掲載日: 2018年09月01日English

写真1:博士論文の内容をまとめた著書『核の誘惑:戦前日本の科学文化と「原子力ユートピア」の出現』が、2015年に勁草書房から出版されました。

私は放射線や核エネルギーが人々にどのように捉えられてきたかという歴史研究をしています。人類は核をさまざまに用いてきましたが、時代や地域によって大きく異なる核の捉えられ方を知ることは、私たちが核とどのように付き合っていくかについて考える視座となるものでもあります。

たとえば戦前の日本においてはラジウム温泉が流行するなど、放射能は身体によい影響をもたらすものとして捉えられており、戦時中には日本が原爆を製造して戦争に勝利するという小説や、日本の原爆製造を待望する論がメディアにあらわれていました。博士論文ではこのような被爆国となる以前の日本におけるポジティブな核イメージが生み出された背景とその変遷を、科学とメディアの関係に注目しながら検討しました。

それでは戦前・戦時中の肯定的な核イメージは、戦後どのように変化していったのでしょうか。敗戦後の日本では、米軍占領下で原爆被害の実相は殆ど伝えられず、被爆者は十分な手当を受けられなかったことが知られています。
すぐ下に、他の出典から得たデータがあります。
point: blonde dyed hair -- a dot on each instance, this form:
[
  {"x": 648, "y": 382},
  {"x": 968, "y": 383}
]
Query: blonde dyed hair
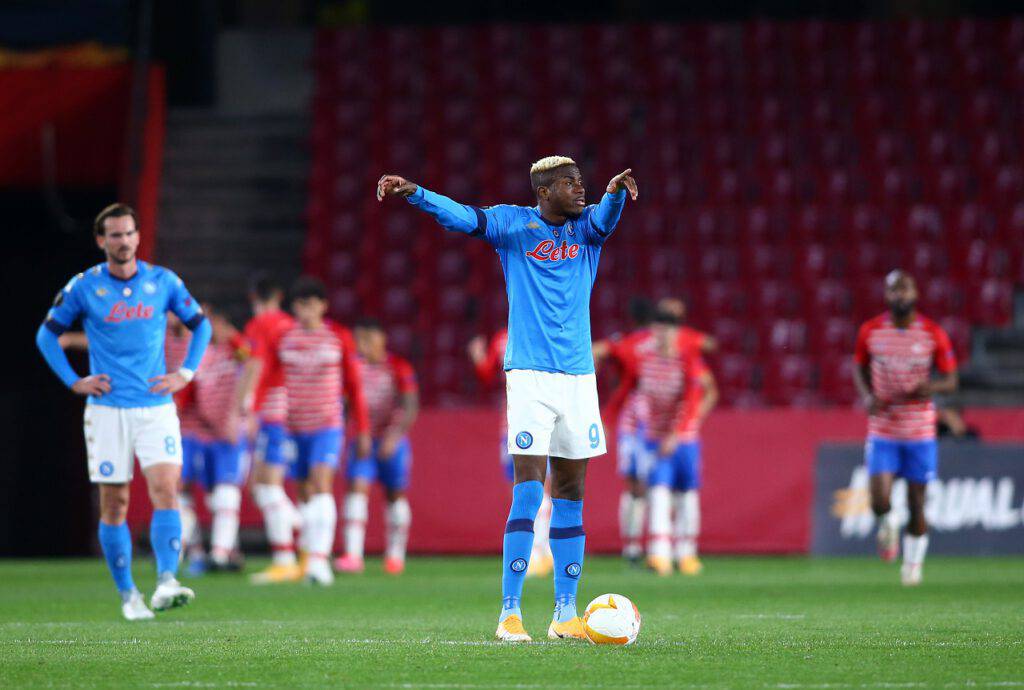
[{"x": 550, "y": 163}]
そのようななか、メディアにおける戦前・戦時中の肯定的な核イメージは大きく変化することなく、原子力は偉大な科学技術の所産として、日本の科学技術が目指す目標として語られました。それが大きく変化するのは占領が終結した後、ビキニ事件を契機に全国的な原水爆禁止運動が起こる1954年のことです。これとともに、原爆被害の実相も広く知られるようになり、被爆者の援護が進んでいきます。
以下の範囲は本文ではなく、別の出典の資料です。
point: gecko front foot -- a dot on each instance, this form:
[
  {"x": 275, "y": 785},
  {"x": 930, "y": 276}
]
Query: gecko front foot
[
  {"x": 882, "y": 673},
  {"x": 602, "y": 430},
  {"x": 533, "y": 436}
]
写真2:長崎大学医学部の原爆復興50周年記念モニュメント。長崎大学は被爆の過去を医学の進歩に役立てるという永井隆の精神を継承しています。

現在の研究課題は、原爆被害の実相が伝えられず「隠された」とされる時期を含め、被爆による人体影響がどのように人々に捉えられ伝えられてきたのかを、医学、被爆者、メディアの関係から解明することです。戦後アメリカは、原爆の人体影響を調べるための調査機関であるABCC(原爆傷害調査委員会)を広島と長崎に設置しました。ABCCは核開発を一元的にすすめたAEC(米原子力委員会)の予算で運営されており、その調査結果を冷戦期アメリカの核戦略に役だてようとしたものでした。このABCCによる調査は、被爆者をモルモット扱いした、被爆者のデータを独占・隠蔽した、被爆影響を過小評価した、などといった批判の対象ともなりました。

しかし被爆影響を過少評価したのはアメリカだけではありませんでした。占領下の被爆地では、「原爆症(被爆に起因する疾病を総称した名称)はすでに過去のものとなった」というような地元の医師たちによる発言がしばしば地元の新聞メディアに掲載されていました。その背景には、医師たちも原爆後障害の実態を捉えられていなかったということや、原爆症に怯える人々の不安を和らげようとしたことが考えられます。一方、被爆者は自らの苦しみが医学的に説明されないことによる苦しみを増大させました。このような医師と患者の関係は、現在においても大きく変わっていないように思われます。

このように、社会に流通している科学知識は必ずしも正しいわけではありませんが、私たちは医学や科学が万能であるという幻想を抱きがちです。ある専門家が放射線被ばく影響を「隠している」ということは、その専門家が真理を知っているということを含意します。歴史を顧みれば、現在の医学が現在進行形の事態を正確に捉えられている保障はなく、専門家の発言も正しいという保障はありません。専門家は全知ではなく、限られた専門外のことについては無知であったりします。よくわかっていないことに対して見解を求められ、表明しなければならないことが、さまざまな誤解と軋轢を生んでいることもあるのではないでしょうか。

私は現在長崎大学原爆後障害医療研究所というところに勤務しており、歴史研究を行う傍ら、検診などの調査に参加する機会があります。そこでは医学調査のシステムがどれほど膨大で緻密な作業によって支えられているかを実感するとともに、そのようにして得られるデータが科学的に厳密なものではないことも感じています。完璧なデータを得るのは、人間をモルモットのように管理しなければ不可能なことです。自由意志を持つ人間を対象とした医学調査はどのように可能であるのか、そもそも動物実験の妥当性はあるのか、その倫理的な問題とともに考えているところです。